Per quanto possa essere mentalmente devastante, le conseguenze dello
stigma auto-diretto possono portare a qualcosa di più che semplici
sentimenti di isolamento. Può effettivamente ritardare la cura,
dicono gli esperti.
"Implica il processo di ricerca dell'aiuto dall'inizio alla
fine", afferma Ely, ricercatore dell'Università di Buffalo. "Se
hai una complicazione o una domanda, potresti avere meno probabilità
di chiamare qualcuno o dire a chi ti è vicino che hai un problema
perché sei preoccupata del fatto che possano scoprire il tuo
aborto”.
E poi ci sono le leggi sull'aborto negli Stati Uniti. O meglio, la
loro frammentazione, soprattutto a livello statale, rappresenta
un'altra ripercussione di diffuso stigma culturale.

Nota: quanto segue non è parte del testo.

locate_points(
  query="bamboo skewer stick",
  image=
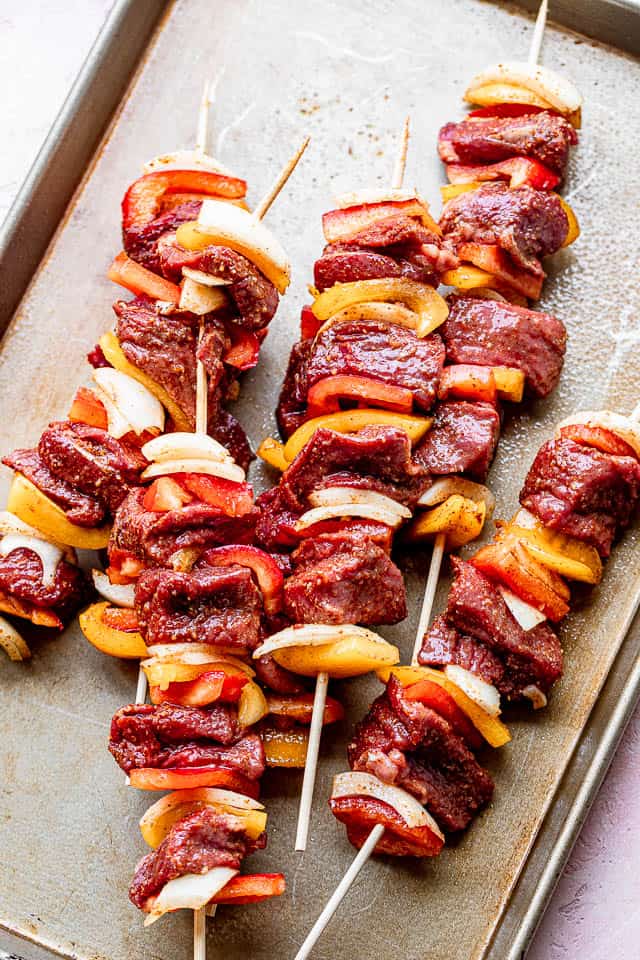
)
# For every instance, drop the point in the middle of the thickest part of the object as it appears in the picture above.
(322, 680)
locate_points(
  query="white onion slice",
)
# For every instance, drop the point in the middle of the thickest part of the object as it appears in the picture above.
(314, 635)
(50, 554)
(185, 446)
(355, 784)
(477, 689)
(122, 594)
(213, 468)
(535, 694)
(551, 86)
(227, 221)
(189, 892)
(526, 615)
(12, 643)
(200, 298)
(185, 160)
(624, 427)
(447, 487)
(135, 406)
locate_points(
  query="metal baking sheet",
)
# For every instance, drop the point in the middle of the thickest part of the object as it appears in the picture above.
(347, 74)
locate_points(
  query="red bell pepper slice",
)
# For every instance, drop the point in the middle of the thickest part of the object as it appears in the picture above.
(136, 278)
(494, 260)
(509, 563)
(235, 499)
(519, 171)
(185, 778)
(437, 698)
(244, 350)
(300, 708)
(86, 408)
(143, 200)
(120, 618)
(325, 395)
(264, 567)
(361, 814)
(309, 323)
(605, 440)
(207, 688)
(251, 888)
(466, 381)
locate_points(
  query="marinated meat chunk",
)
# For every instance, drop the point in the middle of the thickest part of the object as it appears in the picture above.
(220, 606)
(141, 242)
(376, 458)
(527, 224)
(196, 844)
(92, 461)
(342, 578)
(385, 352)
(582, 492)
(168, 736)
(542, 136)
(21, 577)
(495, 333)
(462, 439)
(478, 632)
(80, 508)
(407, 744)
(255, 297)
(153, 537)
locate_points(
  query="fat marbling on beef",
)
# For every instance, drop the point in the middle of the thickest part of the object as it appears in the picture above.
(496, 333)
(542, 136)
(527, 224)
(478, 632)
(407, 744)
(582, 492)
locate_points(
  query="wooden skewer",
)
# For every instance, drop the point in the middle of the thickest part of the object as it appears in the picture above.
(538, 33)
(322, 680)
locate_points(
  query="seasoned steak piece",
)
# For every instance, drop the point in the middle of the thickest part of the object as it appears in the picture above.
(80, 508)
(342, 578)
(92, 461)
(582, 492)
(196, 844)
(141, 243)
(376, 458)
(255, 297)
(21, 577)
(493, 333)
(154, 537)
(216, 605)
(527, 224)
(542, 136)
(407, 744)
(168, 736)
(462, 439)
(478, 632)
(383, 351)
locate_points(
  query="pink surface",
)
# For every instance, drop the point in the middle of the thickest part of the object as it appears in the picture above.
(594, 913)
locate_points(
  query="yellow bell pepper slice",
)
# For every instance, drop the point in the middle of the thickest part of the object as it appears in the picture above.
(495, 732)
(429, 307)
(113, 352)
(349, 657)
(285, 748)
(272, 452)
(459, 518)
(35, 508)
(574, 226)
(350, 421)
(117, 643)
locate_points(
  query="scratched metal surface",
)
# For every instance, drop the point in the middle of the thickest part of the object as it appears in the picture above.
(347, 74)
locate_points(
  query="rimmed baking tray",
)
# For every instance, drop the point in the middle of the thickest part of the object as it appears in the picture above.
(347, 74)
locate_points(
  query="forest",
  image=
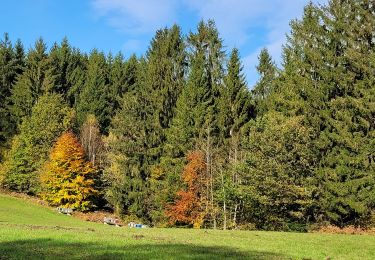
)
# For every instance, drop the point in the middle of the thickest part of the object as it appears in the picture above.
(177, 138)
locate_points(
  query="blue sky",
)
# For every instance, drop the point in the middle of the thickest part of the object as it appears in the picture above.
(128, 25)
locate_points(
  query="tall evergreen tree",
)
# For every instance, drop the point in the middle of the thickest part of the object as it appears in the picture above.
(236, 108)
(11, 65)
(266, 84)
(32, 83)
(94, 98)
(328, 68)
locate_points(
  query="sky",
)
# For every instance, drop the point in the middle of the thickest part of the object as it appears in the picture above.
(129, 25)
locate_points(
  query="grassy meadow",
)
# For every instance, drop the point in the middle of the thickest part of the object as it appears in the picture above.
(30, 231)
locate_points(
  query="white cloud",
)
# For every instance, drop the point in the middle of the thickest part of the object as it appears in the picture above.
(136, 17)
(238, 21)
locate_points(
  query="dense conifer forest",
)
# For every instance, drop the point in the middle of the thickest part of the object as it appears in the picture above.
(176, 137)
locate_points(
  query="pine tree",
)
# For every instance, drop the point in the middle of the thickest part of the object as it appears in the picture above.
(11, 65)
(94, 98)
(67, 179)
(276, 178)
(32, 83)
(235, 110)
(266, 84)
(328, 68)
(195, 126)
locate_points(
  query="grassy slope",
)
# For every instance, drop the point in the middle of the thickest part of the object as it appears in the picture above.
(35, 232)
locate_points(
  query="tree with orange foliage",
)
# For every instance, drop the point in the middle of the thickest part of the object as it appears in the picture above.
(190, 207)
(68, 180)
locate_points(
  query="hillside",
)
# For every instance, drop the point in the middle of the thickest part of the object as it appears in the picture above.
(32, 231)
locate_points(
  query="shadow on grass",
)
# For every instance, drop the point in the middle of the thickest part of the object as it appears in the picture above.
(56, 249)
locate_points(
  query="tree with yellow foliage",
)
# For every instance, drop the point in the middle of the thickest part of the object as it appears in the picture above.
(67, 179)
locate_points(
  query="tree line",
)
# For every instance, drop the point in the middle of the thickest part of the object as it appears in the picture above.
(176, 137)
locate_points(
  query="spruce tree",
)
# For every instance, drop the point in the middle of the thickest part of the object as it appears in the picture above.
(94, 97)
(32, 83)
(266, 84)
(11, 65)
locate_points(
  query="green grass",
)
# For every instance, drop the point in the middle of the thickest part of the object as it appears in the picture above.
(29, 231)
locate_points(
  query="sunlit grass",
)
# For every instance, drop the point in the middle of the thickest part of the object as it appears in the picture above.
(29, 231)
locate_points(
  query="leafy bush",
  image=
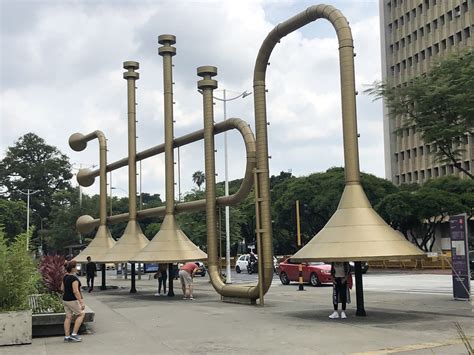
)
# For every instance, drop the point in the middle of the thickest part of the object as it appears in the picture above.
(51, 268)
(48, 303)
(18, 275)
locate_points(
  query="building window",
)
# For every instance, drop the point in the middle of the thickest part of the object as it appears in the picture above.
(457, 11)
(449, 15)
(464, 6)
(467, 33)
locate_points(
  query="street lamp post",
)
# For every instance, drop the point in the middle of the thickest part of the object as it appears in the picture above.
(28, 193)
(226, 184)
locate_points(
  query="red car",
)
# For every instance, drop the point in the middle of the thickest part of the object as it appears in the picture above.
(315, 273)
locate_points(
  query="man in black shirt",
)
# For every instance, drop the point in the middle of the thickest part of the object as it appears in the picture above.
(91, 270)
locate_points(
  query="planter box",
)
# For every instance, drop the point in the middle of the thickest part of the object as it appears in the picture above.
(15, 328)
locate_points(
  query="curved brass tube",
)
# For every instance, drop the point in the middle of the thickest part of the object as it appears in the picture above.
(78, 142)
(85, 223)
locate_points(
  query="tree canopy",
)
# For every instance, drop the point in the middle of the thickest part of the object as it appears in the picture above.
(32, 164)
(438, 104)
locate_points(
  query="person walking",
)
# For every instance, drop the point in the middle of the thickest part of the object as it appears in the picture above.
(91, 272)
(340, 274)
(162, 278)
(73, 302)
(186, 275)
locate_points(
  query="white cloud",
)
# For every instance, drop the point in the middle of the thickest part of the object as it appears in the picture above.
(63, 70)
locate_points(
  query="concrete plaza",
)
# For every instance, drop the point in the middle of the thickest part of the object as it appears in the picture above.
(291, 321)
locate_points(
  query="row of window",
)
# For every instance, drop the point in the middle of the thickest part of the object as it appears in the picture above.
(421, 150)
(416, 176)
(456, 12)
(461, 36)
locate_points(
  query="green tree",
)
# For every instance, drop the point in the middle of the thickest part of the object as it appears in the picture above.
(34, 165)
(199, 178)
(12, 217)
(438, 104)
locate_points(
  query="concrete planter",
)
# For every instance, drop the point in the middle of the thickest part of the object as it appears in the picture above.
(15, 328)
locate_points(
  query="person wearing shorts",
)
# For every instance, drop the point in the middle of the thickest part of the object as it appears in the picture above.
(186, 274)
(73, 302)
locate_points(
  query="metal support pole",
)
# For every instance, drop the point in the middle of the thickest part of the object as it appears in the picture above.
(298, 242)
(133, 289)
(170, 280)
(359, 290)
(102, 268)
(227, 208)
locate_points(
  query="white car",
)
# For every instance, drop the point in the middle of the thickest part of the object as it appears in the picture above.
(241, 263)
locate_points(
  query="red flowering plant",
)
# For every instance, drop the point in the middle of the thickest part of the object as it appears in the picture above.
(51, 268)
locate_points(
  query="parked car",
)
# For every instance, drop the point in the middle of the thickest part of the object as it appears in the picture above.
(471, 263)
(314, 273)
(365, 266)
(202, 268)
(241, 263)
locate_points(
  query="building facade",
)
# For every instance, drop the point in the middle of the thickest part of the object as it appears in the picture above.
(414, 34)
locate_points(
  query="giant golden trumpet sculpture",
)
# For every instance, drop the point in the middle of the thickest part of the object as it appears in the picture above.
(355, 232)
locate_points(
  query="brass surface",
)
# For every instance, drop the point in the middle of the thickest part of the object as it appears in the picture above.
(357, 233)
(170, 244)
(85, 223)
(130, 243)
(98, 247)
(133, 240)
(103, 240)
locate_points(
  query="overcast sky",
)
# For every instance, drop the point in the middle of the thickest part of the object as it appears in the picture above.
(61, 73)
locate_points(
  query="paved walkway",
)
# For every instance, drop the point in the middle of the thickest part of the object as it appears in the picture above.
(291, 322)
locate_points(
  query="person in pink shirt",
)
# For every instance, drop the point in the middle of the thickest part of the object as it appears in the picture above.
(186, 275)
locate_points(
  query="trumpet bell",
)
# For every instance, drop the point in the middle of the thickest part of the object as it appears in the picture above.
(132, 241)
(98, 247)
(170, 245)
(356, 232)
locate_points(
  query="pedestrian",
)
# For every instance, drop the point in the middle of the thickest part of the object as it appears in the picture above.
(91, 273)
(162, 276)
(341, 280)
(73, 302)
(186, 275)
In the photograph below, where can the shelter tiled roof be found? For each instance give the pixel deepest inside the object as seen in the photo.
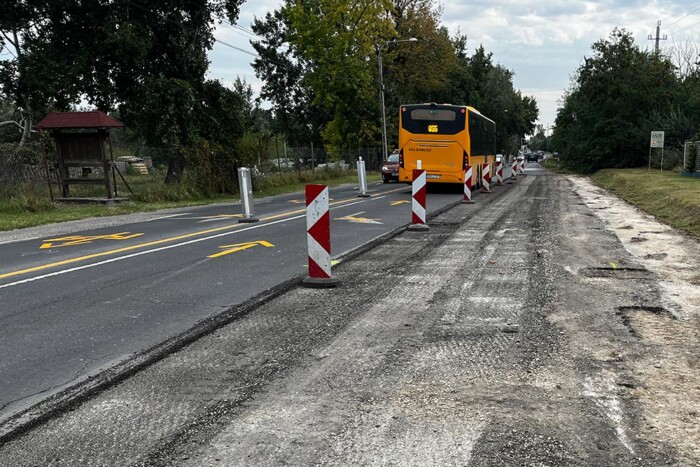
(93, 119)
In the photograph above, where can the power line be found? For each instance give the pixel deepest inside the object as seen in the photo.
(688, 27)
(695, 9)
(143, 8)
(657, 38)
(692, 7)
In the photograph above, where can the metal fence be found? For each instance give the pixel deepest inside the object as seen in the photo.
(691, 152)
(25, 167)
(310, 158)
(22, 165)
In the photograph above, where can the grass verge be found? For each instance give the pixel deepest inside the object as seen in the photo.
(668, 196)
(28, 207)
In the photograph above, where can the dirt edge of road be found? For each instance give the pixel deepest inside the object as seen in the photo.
(69, 398)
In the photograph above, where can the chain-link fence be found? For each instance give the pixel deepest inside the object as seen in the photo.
(310, 158)
(691, 156)
(24, 165)
(146, 168)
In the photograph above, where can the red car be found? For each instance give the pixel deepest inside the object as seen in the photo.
(390, 169)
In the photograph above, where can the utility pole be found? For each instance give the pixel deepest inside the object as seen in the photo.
(658, 37)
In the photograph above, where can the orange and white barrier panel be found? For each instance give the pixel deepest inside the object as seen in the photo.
(468, 172)
(418, 203)
(318, 229)
(485, 178)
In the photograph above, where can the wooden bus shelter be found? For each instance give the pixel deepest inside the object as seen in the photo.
(84, 148)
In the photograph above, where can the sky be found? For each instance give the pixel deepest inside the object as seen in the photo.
(542, 42)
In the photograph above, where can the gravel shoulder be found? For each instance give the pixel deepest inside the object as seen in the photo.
(526, 329)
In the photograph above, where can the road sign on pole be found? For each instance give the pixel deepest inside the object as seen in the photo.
(657, 139)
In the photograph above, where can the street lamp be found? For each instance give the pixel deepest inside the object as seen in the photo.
(381, 89)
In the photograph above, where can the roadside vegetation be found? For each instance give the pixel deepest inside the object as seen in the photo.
(618, 96)
(30, 206)
(668, 196)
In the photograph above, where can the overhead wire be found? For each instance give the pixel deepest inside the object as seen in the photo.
(683, 29)
(681, 12)
(694, 10)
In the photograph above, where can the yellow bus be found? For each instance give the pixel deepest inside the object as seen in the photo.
(445, 138)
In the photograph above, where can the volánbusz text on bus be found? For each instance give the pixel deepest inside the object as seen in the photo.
(445, 138)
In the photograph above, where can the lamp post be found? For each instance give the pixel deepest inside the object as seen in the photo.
(381, 89)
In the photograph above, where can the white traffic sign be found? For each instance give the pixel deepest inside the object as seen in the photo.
(657, 139)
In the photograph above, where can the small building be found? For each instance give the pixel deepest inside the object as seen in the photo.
(84, 148)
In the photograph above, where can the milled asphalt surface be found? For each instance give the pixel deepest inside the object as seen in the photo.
(493, 339)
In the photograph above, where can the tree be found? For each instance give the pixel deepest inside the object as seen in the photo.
(109, 54)
(604, 119)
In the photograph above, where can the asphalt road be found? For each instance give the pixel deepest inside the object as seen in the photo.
(527, 329)
(76, 303)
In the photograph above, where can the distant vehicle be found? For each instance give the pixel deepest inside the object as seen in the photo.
(390, 169)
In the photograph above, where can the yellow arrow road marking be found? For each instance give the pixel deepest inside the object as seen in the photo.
(228, 249)
(219, 217)
(358, 220)
(81, 240)
(333, 263)
(162, 241)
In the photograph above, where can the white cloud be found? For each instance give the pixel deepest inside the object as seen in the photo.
(543, 43)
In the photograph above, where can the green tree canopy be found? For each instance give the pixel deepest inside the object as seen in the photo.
(604, 120)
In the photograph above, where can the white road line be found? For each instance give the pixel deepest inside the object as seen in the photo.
(146, 252)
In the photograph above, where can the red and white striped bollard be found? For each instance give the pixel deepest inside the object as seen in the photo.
(468, 172)
(485, 178)
(318, 238)
(499, 173)
(418, 201)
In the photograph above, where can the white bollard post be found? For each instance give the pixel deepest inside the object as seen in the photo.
(418, 202)
(468, 185)
(245, 186)
(362, 179)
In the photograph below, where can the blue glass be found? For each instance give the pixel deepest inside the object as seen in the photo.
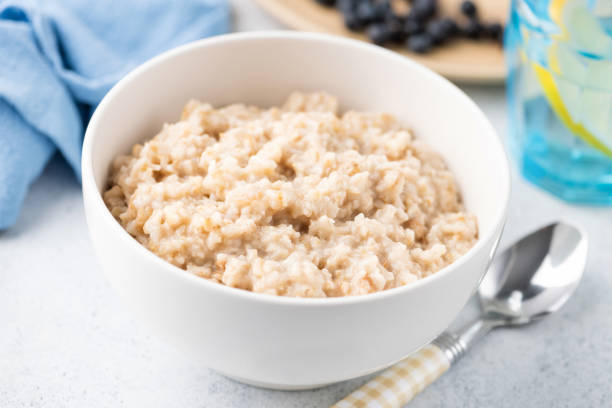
(560, 96)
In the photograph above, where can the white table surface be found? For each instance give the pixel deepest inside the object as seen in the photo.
(66, 340)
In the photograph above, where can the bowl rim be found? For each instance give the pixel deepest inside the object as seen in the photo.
(97, 203)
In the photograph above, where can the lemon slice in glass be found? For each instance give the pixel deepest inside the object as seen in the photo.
(578, 87)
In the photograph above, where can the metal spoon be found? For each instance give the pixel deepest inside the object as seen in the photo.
(529, 280)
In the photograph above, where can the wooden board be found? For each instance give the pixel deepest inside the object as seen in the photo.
(461, 60)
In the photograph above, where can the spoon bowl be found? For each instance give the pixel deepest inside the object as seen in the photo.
(535, 276)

"Il vero impatto dello stigma sono le leggi che sono inquadrate
in termini di: “Abbiamo bisogno di proteggere le donne da se stesse
perché non sanno cosa sia realmente un aborto”, dice Ely. "É
uno dei modi più dannosi che controlla la conversazione
sull'aborto e lo rende una sorta di argomento clandestino. E la
politica che mettiamo in atto sulla base dello stigma è molto
preoccupante".
ALTRE STORIE=MENO
STIGMA
Chiedi a chiunque lavori per destigmatizzare l'aborto, e saranno
pronti a sottolineare la gamma variegata di storie che ascoltano da
persone che hanno abortito. Non puoi dipingere l'esperienza con un
tratto di pennello perché non ci sono due aborti uguali:
un'importante distinzione quando si tratta di campagne di narrazione.
"A volte le persone cercano di ritrarre la storia dell'aborto"
perfetto ", in un modo dorato di "Non ho rimpianti di sorta
", dice Moran. "Ma quando parliamo di stigma, è importante
assicurarsi che le persone abbiano accesso a una varietà di storie".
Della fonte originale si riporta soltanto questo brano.